The chemicals leave the apartment with a lingering chlorine-like odor from the bleach. She buys stain remover for any mouse dropping residue and two cans of Raid per week to keep the cockroaches under control.
Then there’s her two cats, Duki and Dany — named after the Spanish version of Dennis the Menace — who hunt the mice that run through a hole behind the stove, underneath her sink and through the wall next to her dining table.
The infestation would be worse without them, she said. If she doesn’t keep up her 3-year-long daily routine of cleaning before and after meals and before and after she goes to work, “it’s like the mold comes from every which way.”
“Almost all of us are sick [in some way],” Sura said. “But I always say, ‘If your hands are OK and your legs are OK, then we’re OK, too.”
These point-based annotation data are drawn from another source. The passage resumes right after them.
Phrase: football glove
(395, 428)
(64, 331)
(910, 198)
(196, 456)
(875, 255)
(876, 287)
Last Thursday, Steele said management had made repairs stemming from the two legal requests submitted through New Virginia Majority in November. After reporters asked whether the infestations in Lopez Figueroa’s apartment had been addressed, Steele said work started on Dec. 22.
But maintenance has left Lopez Figueroa with mostly promises a week later, outside of patching up one of multiple holes the rodents wiggle through and painting over the mold visible on her walls — temporarily covering but not killing or preventing its toxic growth.
They vowed to return to exterminate the cockroaches, replace her floors and cover any dugouts where pests have made homes. Mice continue to roam and leave their feces on the kitchen counters she disinfects three times a day, she said Wednesday, and a New Year’s Day forecast of rain means a soon-to-be soaked living room.
“It does make me a little afraid since I don’t know how this will end,” Lopez Figueroa said. “I hope that things get better because it’s not just for us but for our kids, who are growing up here.”
They deserve a clean home — a good future, she said.
“For this, I’m willing to take the risk.”
Staff writer John Ramsey contributed to this report.